Studio album by Sakis Rouvas
- Released: 7 December 2006
- Genre: Pop, rock, electropop, dance
- Language: Greek
- Label: EMI/Minos

Sakis Rouvas chronology
| Live Ballads (2006) | Iparhi Agapi Edo Υπάρχει Αγάπη Εδώ (2006) | This Is My Live (2007) |

Singles from Iparhi Agapi Edo
- "18 (Iparhi Agapi Edo)" Released: December 2006; "Ego Travao Zori" Released: December 2006; "Ola Gyro Sou Gyrizoun" Released: February 2007; "Mikros Titanikos (Se Latrevo)" Released: November 2007;

= Iparhi Agapi Edo =

Iparhi Agapi Edo (Greek: Υπάρχει Αγάπη Εδώ; English: There Is Love Here) is the eleventh studio album by Greek singer Sakis Rouvas.
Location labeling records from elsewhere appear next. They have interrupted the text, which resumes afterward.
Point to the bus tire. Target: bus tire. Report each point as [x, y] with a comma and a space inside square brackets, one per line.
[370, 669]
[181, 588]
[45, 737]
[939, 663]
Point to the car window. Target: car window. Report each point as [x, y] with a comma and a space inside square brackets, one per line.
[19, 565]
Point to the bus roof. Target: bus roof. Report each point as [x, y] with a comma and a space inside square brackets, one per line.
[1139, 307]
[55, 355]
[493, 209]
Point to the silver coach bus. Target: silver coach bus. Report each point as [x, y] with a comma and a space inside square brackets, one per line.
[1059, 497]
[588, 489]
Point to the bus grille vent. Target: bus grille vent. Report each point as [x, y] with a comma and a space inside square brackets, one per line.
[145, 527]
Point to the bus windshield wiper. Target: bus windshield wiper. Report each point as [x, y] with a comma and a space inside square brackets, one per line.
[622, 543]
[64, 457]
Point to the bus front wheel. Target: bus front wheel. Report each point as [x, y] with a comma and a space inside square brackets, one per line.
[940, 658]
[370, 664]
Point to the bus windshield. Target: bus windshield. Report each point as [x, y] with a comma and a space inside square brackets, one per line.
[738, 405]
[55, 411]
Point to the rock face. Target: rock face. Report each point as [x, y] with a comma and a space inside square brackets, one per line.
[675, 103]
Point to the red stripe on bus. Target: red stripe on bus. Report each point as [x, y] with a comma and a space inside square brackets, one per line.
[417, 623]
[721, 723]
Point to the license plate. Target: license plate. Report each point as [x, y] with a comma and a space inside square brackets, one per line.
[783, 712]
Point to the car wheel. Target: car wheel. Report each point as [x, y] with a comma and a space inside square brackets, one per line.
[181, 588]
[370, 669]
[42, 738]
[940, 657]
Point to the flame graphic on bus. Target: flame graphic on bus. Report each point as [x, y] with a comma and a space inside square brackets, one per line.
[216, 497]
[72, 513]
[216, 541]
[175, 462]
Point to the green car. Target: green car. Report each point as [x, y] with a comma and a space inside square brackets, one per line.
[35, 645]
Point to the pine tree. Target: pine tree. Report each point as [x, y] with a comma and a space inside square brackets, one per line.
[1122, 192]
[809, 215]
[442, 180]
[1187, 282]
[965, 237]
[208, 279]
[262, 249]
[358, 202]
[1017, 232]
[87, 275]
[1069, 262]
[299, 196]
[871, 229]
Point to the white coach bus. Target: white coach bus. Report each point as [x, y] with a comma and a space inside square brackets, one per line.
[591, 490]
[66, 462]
It was first released in Greece on 7 December 2006 by Minos EMI. Iparhi Agapi Edo includes 15 tracks including a ballad called "Mikros Titanikos" (Se Latrevo) that was written especially for Rouvas by Yiannis Parios. The album has also been released in Cyprus, Turkey, Bulgaria, Romania, Italy and in other EU countries. The album reached number one on the Greek albums chart, and was certified Platinum within its first month of release.

==Track listing==
1. "O Iroas" (The hero)
2. "De Pirazi" (It doesn't matter)
3. "Ego Travao Zori" (I have difficulty)
4. "Psakse Me" (Search me)
5. "Poso Ponai Afto Pou Apofevgo" (How it hurts that which I avoid)
6. "M'ena Adio" (With one goodbye)
7. "Mikros Titanikos (Se Latrevo)" [Small Titanic (I adore you)]
8. "18 (Iparhi Agapi Edo)" [18 (Love exists here)]
9. "Mira Mou" (My fate)
10. "Ola Giro Sou Girizoun" (Everything revolves around you)
11. "Ela Edo" (Come here)
12. "Irthes" (You came)
13. "Fila Me Ki Allo" (Kiss me more)
14. "Yiati Se Thelo" (Because I want you)
15. "To Ergo" (The movie)

==Charts==
The album reached number one on the Greek album Charts, and went platinum within a month of its release.